The deep neural network for image processing has many layers. Each layer evaluates the data points representing different aspects of the image, calculates them, and sends the results to another layer of the network. The network will first process the top-level information, such as the basic shape inside the image and whether or not someone is there.

Sivasubramanian explains: “Then it will slowly refine and refine, and each step will get more and more specific information.” Slowly, the neural network can continually clarify what is in the image. .

Mat Wood, vice president of AWS AI, said his team used millions of proprietary and publicly available image sets to train its computer vision models. He said that Amazon did not use any customer images in training.

Frame-by-frame processing

Some of the largest Rekognition content management customers have not used this service to audit UGC. According to Amazon, media companies with large digital video libraries need to know the video content of each frame. Rekognition’s neural network can process every second of video content, describe it with metadata, and mark potentially harmful images.

Wood said: “There is one thing machine learning is really good, it is to analyze the video or image and then provide additional context. It might say, “This is a video of a woman walking with a puppy at the lake.” “Or, “There is a man wearing clothes in this video,” he said. In this usage, the neural network can detect dangerous, toxic or defamatory content, and the accuracy is extremely high.

▲ Image source: AmAzon

Nevertheless, the computer vision science of this branch has not yet reached maturity. Scientists are still looking for new ways to optimize neural network algorithms to identify images more accurately and in more detail. Wood said: “We have not yet reached the time of diminishing returns.”

Sivasubramanian said that just last month, the computer vision team had reduced the false positive rate (falsely marking the image as potentially unsafe or objectionable) by 68%, reducing the false negative rate. 36%. He said: “The accuracy of these APIs has room for improvement.”

In addition to accuracy, customers have been asking for more detailed information about image classification. According to the AWS website, the AWS Content Auditing Service returns primary and secondary classes only for unsafe images. So the system may classify the image as the main class as containing nudity, while the secondary category is inclusive. The third level classification may include a classification for the type of sexual behavior displayed.
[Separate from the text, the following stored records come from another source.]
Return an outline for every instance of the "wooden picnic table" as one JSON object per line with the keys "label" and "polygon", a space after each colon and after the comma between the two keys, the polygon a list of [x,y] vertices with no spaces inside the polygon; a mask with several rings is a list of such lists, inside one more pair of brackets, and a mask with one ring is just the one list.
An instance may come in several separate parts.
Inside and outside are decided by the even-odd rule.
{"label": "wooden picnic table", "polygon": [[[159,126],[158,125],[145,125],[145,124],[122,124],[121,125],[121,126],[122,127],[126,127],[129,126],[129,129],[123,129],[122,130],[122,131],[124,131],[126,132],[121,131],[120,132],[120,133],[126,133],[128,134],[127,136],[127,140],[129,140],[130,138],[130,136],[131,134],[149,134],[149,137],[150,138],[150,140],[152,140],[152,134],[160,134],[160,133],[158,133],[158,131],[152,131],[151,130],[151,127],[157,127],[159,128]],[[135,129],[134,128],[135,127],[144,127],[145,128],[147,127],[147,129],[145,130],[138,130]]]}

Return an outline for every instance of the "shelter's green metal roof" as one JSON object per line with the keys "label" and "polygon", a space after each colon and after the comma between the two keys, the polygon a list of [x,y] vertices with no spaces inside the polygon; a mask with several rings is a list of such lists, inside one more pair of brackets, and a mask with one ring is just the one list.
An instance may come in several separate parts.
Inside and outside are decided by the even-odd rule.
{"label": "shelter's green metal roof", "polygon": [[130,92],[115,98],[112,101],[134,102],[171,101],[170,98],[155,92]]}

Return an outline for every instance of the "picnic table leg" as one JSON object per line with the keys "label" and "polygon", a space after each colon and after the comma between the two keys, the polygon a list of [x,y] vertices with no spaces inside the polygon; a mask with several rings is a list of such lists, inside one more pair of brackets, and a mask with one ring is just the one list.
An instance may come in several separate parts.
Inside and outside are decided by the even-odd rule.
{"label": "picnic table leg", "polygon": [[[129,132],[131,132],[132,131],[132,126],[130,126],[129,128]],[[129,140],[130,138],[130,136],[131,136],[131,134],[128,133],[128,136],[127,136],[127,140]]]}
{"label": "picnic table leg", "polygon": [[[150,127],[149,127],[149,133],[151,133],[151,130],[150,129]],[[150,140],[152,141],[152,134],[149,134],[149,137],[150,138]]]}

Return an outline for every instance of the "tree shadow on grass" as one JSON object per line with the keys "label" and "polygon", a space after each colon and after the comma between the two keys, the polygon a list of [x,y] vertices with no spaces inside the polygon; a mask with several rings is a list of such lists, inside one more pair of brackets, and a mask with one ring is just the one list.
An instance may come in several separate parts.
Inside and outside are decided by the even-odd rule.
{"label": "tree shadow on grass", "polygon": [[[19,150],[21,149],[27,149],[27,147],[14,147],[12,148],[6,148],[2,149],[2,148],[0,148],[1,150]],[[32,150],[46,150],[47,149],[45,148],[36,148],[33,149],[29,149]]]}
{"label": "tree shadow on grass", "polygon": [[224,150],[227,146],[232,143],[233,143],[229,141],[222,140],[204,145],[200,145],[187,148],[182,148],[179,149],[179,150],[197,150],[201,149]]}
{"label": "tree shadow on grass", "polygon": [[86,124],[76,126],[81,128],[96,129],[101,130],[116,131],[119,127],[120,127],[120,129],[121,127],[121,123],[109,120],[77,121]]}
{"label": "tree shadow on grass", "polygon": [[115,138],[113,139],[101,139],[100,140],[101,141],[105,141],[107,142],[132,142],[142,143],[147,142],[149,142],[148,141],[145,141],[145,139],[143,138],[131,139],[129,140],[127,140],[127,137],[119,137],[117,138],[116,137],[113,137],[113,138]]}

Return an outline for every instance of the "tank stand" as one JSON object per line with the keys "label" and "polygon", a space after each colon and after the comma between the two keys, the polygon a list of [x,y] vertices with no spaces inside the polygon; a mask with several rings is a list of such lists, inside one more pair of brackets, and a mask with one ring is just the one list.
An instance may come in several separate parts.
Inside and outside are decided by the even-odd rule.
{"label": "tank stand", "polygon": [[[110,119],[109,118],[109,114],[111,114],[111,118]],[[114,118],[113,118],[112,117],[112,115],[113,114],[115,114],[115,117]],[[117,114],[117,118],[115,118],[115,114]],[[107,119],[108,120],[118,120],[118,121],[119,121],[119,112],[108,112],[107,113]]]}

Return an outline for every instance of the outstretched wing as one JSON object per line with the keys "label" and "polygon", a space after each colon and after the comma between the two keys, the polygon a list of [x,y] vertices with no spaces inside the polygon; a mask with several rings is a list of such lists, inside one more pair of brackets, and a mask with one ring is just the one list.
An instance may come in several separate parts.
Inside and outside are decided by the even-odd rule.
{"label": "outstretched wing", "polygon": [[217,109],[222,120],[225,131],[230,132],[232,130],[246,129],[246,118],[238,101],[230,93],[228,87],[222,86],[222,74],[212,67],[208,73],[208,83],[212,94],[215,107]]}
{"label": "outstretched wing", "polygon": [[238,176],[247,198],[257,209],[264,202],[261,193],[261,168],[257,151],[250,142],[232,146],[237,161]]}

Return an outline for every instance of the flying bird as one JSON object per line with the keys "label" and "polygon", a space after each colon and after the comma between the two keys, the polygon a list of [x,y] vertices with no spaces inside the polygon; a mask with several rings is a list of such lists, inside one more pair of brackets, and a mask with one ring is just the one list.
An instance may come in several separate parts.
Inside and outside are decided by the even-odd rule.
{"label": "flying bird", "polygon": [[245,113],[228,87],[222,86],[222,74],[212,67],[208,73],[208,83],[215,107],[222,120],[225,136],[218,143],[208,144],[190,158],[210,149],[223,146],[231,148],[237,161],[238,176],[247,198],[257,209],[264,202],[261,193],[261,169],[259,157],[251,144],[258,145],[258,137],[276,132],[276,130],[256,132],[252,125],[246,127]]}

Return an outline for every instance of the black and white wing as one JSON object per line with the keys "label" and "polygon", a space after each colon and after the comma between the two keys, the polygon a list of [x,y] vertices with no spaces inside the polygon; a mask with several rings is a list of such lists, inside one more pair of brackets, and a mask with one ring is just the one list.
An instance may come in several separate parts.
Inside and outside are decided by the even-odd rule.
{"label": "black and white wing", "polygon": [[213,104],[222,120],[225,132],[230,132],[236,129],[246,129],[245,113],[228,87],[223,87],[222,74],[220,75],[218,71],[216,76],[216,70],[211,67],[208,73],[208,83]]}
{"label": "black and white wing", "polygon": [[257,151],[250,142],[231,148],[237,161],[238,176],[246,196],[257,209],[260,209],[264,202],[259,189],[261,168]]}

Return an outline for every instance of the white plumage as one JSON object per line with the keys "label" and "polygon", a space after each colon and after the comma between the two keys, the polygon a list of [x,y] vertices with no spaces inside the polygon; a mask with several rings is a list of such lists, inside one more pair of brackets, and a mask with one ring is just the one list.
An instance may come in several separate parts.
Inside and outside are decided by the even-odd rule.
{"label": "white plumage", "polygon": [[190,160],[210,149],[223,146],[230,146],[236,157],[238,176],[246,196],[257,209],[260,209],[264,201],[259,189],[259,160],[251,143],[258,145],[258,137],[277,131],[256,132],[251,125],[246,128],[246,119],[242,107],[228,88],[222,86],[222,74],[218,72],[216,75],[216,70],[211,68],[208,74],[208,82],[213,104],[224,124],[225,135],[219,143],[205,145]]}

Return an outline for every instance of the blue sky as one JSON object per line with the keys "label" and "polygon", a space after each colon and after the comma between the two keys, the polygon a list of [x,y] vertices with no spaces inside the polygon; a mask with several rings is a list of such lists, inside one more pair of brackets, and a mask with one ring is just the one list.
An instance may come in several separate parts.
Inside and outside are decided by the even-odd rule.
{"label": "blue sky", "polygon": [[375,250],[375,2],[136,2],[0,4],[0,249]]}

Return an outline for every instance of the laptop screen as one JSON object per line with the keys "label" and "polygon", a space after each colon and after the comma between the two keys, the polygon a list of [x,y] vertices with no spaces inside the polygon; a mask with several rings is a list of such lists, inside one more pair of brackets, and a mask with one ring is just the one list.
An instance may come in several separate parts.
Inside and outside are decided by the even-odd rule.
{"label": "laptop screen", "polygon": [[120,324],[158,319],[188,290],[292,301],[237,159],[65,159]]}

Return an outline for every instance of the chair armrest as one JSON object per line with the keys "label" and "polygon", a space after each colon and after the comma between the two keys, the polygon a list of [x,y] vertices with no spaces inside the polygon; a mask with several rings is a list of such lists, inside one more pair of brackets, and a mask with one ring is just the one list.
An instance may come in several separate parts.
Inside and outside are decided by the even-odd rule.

Petro Perona, a professor of computing and nervous systems at the California Institute of Technology, said: “Now, the style of the machine is very realistic, it will tell you “there are these things inside.” But scientists hope to do more than limit it. Therefore, they also hope that the machine can tell what these people are thinking and what is happening. This is the direction of development in the field, not just what is listed in the image like a shopping list.”

The subtle differences are critical to content review. Whether an image contains potentially objectionable content may depend on what the person’s intentions in the image are.

Even the definition of “unsafe” or “disgusting” is also an ever-changing goal. It will change over time and will vary in different places. Perona explained that context is everything. Violent pictures are a good example.

Perona said: “Violence may be unacceptable under certain circumstances, such as real-life violence in Syria, but in another case it is acceptable, for example in a football match or in Kun Those in Ting Tarantino’s film.”

Like many AWS services, Amazon not only sells Rekognition’s content review tool to others: it’s also its own customer. The company said it is using the service to monitor user-generated images and videos that have been submitted with user reviews in their own markets.